When I add a -v to my boot args, I see:
SMBIOS v2.7 loaded (10333 bytes)initialized model-specific module 'cpu_ms.GenuineIntel' on chip 0 core 0 strand 0
root nexus = i86pc
pseudo0 at root
pseudo0 is /pseudo
scsi_vhci0 at root
scsi_vhci0 is /scsi_vhci
npe0 at root: space 0 offset 0
npe0 is /pci@0,0
Sorry, I don't know. If I could boot it at all, I could simply run a pkg info entire and it would tell me.
We can assume it's a very current SRU, on the basis that I kept it very well updated and patched from the support repository on a monthly/bi-monthly basis. Sorry,I just don't remember the SRU string off the top of my head .
I wonder if somehow finding an older Solaris 11 disk would help it?
Nar, unfortunately, it doesn't seem to help. I flip back to the previous BE and the behaviour is the same. I actually now believe it's hardware related. I got the SRU Out of it in the end, too. It's 188.8.131.52.1
I have a screenshot of it hanging on the npe driver module load, if that's useful?
Yes, I'll try to look up the npe driver message later but if this is a hardware issue, it probably won't help.
If the problem is one of your root pool disks, I would expect a more obvious error message. There might be
a better way but if you can boot from media or an install server and attempt to import the root pool, then that
would give us more clues.
Tried that. No media now boots at all on the host. It gets to exactly the same point trying to load the npe driver, then hangs the whole host, even from a live disc, even when all HDD's are unplugged, even with a full BIOS reset. Pushing the BIOS back one or two revisions made it sort-of-kind-of-work, but it didn't help. Still hangs and panics. I think it might be hw related, but I cannot be sure.

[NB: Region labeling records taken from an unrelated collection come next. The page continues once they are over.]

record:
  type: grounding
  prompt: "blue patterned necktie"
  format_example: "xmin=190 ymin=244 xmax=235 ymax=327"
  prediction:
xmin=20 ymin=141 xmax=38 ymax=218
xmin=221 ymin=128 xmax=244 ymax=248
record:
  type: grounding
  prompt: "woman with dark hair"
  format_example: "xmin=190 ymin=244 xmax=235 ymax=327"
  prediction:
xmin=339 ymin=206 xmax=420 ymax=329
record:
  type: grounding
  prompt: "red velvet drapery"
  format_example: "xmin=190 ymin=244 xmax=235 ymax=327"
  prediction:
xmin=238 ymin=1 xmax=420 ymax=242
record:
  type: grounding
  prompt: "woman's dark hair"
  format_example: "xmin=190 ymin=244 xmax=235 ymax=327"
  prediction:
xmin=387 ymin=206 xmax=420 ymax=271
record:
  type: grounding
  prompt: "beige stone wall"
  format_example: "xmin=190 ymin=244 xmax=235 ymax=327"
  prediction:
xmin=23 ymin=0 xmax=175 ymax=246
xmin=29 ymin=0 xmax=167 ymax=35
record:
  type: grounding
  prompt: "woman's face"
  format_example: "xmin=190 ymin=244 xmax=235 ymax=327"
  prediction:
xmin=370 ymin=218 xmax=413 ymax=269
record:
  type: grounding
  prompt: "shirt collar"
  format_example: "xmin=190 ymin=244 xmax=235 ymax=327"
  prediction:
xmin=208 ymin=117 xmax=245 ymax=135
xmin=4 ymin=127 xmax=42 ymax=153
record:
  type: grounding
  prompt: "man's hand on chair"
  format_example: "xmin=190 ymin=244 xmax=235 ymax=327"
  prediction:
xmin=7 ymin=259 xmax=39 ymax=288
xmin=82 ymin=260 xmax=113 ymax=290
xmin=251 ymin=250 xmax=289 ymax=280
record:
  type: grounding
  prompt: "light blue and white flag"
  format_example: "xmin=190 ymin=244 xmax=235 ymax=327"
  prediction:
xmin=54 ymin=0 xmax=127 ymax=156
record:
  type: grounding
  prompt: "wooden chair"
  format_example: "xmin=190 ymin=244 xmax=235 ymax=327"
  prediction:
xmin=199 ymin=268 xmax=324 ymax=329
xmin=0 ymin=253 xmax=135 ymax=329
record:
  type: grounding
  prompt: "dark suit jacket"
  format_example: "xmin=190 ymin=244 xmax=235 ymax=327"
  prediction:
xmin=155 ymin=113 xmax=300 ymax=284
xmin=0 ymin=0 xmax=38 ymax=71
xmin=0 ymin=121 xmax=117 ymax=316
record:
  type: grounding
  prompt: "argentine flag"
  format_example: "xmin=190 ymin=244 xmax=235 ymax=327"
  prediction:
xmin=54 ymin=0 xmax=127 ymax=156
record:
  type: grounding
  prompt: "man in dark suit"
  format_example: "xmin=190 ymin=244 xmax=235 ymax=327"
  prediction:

Did it panic before? I thought it just hung. What is the panic string? I haven't found anything about npe hanging. There was a bug with an error: WARNING: npe1: no ranges property but this isn't it. There was an issue with some x86 systems needing ACPI disabled but you would have had issues previously.
Now, swapped out motherboard, with a completely different, less complex model that a friend had, handy - and even now, with no HDD's plugged in, booting Solaris 11.1 Live or text, I still hang at the npe0 error. This is making absolutely no sense. So now I don't suspect the hardware, but I *do* suspect that ORacle have done something to the compatibility with current generation Z77 series motherboards/Ivy Bridge IOCH/MPH controllers.
Man, this is getting confusing .